Classic valve not firing
I'm trying to make this quick and simple, usually I'd rather go through the usual abyss of information at my hands here but I just wanted to make this quick and clean. Anyways, here is the situation.
Minimag main body with a Noxx clip welded on, converted the marker to a pistol
Basic AM/MM lowers (standard rail, grip, etc..)
A 1/8th brass piece connected to an ASA+12g changer directly off to the side of the marker. This is run off of 12 gram CO2 cartridges.
Simple, the gun pressures up and hold pretty well, but I pull the trigger and it doesn't fire. Yes the trigger bounces back. The breach is clear, I am attempting to dry fire. Does not work.

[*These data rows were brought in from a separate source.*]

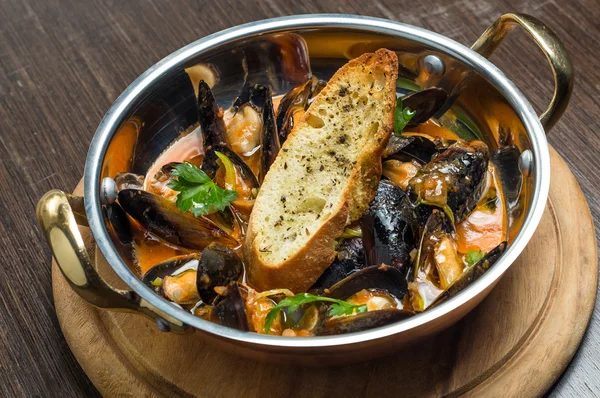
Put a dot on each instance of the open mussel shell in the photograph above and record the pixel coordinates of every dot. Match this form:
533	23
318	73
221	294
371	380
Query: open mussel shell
219	265
407	148
175	265
212	126
129	181
350	258
118	223
460	172
313	319
229	309
472	274
364	321
270	144
297	99
425	103
162	217
210	165
380	277
389	228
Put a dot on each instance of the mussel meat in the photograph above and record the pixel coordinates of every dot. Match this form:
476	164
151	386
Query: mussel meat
407	148
175	278
350	258
219	265
379	277
453	181
425	103
389	228
295	102
211	124
162	217
129	181
364	321
229	308
269	138
472	274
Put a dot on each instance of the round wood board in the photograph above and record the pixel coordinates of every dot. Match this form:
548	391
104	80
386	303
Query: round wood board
516	342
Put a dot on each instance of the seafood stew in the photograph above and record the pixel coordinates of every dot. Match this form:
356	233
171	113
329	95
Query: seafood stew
436	222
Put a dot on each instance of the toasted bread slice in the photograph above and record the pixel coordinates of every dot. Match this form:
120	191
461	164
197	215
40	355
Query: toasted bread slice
324	177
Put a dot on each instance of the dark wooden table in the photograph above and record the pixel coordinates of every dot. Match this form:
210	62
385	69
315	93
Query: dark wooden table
63	62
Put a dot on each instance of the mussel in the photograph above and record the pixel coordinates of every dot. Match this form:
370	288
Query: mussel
407	148
439	271
229	308
350	258
425	103
453	181
294	101
119	226
162	217
219	265
387	283
175	278
210	166
364	321
379	277
129	181
389	228
472	274
211	124
251	127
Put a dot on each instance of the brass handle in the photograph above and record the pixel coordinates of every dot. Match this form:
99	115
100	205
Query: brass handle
57	212
548	42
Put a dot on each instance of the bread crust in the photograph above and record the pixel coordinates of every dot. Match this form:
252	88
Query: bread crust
300	271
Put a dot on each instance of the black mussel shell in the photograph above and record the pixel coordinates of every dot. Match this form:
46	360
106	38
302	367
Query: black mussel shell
460	171
162	217
506	160
295	98
407	148
364	321
436	226
270	145
350	258
229	309
212	126
383	277
129	181
299	97
210	165
389	228
426	103
472	274
168	267
218	266
312	319
119	223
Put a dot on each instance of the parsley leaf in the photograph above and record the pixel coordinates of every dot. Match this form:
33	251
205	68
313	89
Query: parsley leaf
401	117
197	192
473	257
338	308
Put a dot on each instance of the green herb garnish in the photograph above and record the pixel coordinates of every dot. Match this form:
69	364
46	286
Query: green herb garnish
401	117
197	192
473	257
337	308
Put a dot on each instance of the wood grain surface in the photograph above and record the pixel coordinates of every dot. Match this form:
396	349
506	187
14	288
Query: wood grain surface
515	343
63	62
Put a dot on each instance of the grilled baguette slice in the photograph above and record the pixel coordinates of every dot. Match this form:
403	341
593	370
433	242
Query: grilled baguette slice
324	177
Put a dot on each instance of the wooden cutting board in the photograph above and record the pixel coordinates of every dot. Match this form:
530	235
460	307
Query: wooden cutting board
516	342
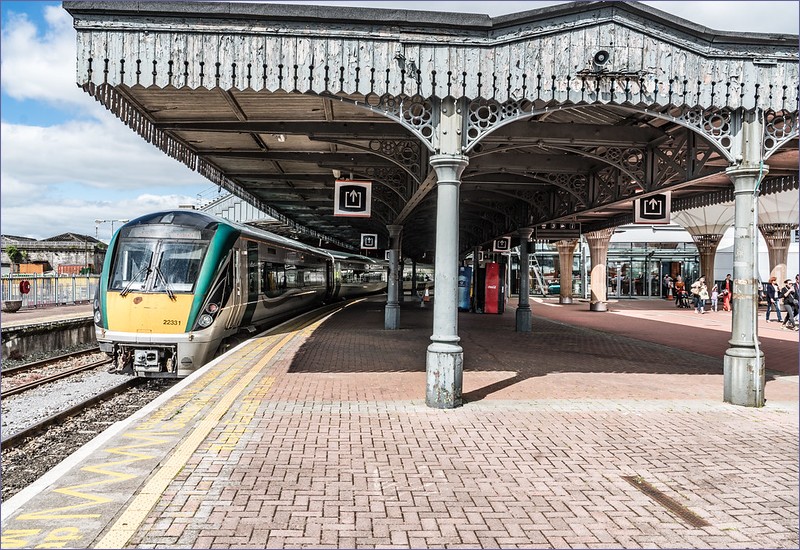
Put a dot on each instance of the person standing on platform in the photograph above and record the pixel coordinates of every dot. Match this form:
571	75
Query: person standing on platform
727	292
790	304
680	288
700	295
714	298
773	298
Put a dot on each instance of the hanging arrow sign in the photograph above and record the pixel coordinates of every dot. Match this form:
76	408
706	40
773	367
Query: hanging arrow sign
352	199
654	209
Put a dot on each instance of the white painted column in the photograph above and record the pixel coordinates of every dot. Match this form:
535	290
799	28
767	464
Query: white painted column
598	251
524	308
392	310
444	363
566	254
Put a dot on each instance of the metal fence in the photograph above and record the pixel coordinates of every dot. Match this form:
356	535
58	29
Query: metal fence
49	290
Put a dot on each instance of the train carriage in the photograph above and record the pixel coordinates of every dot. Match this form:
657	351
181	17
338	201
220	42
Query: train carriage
177	283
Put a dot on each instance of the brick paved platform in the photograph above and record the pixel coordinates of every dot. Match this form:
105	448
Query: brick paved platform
570	437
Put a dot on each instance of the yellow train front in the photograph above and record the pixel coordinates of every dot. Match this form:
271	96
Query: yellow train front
176	284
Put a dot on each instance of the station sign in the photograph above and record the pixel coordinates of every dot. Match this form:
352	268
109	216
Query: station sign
557	231
369	241
352	198
654	209
503	244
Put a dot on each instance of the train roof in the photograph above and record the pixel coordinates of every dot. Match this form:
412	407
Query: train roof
338	255
202	220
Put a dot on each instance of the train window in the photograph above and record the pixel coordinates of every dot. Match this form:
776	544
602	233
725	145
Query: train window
179	266
273	279
131	265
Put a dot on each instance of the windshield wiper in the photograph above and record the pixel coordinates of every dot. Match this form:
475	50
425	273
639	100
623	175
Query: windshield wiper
167	286
125	291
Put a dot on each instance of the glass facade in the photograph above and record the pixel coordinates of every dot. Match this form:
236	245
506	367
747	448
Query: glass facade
633	269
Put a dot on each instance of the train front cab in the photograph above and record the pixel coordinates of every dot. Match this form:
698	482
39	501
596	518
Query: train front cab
163	286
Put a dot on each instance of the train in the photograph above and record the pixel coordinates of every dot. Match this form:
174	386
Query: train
177	284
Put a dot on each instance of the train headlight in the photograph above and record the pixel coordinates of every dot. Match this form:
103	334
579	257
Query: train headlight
205	320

I know I've heard/had this issue before although I forget how I resolved it. I adjusted the velocity from all the way in, to as far back out to where it began to leak out the back. All the while attempting to fire Inbetween and still no luck. No I have not oiled it yet, I seem to have misplaced it. This all worked just fine last time I used it (back around October/September) but I was using HPA via remote line back then instead too, but the trigger rod seems to be in place although I have never adjusted it.
I'm hoping this will just need some oil but just in case that doesn't turn out to be it then I'd like to have this for a quick reference. What else could it be?
Appreciate any help and advice.
velocity not high enough / pressure not high enough. this doesn't seem to be it though?
sear rod length...is it too short? if it's too short the sear won't disengage from the bolt.
some other kind of mechanical interference that is preventing the bolt from cycling smoothly. try a different body if you have one. is the frame screw too tight? is the field strip screw too tight / loose? take the valve and barrel out. take the bolt off and insert it into your barrel...does it fit? the lvl 10 bolt may need to be filed / sanded down to fit into smaller bore barrels (.685 for example).
is the lvl 10 o-ring carrier too tight? i would first try oiling it (find that oil, man!) and see. with the valve out and held upright, the bolt should sit on the o-ring, but fall down with a gentle bump on the bottom of the valve. tight enough to seal, but not so tight you get bolt stick.
i'm sure athomas will have better insight; these are the things that i can think of off the top of my balding head.
The info given above is pretty much spot on. You shouldn't have to worry about field strip screw tension on a minimag body though. That generally only occurs with the aluminum bodies. They have a tendency to flex more.
Take the barrel out of the body and see if it cycles without the barrel. That will eliminate the barrel from the equation. Are you using the stock velocity adjuster or an aftermarket velocity adjuster? Sometimes the aftermarket ones are too deep and don't put enough tension on the spring pack to get a high enough pressure to fire the gun.
If you are not already using it, try putting the short gold spring on the bolt. That one will allow you to operate at the lowest pressure setting, which should get the gun cycling, even if it is a pressure or force issue.
Make sure the sear pin is fully snapped into the rail. Make sure the rail bushing is in place as well.
Hey guys. Took her out today and gave her plenty of oil and boy was she thirsty. Got ahold of some good oil, took her apart and did a good check/tune up. Gassed her up and she worked like a charm.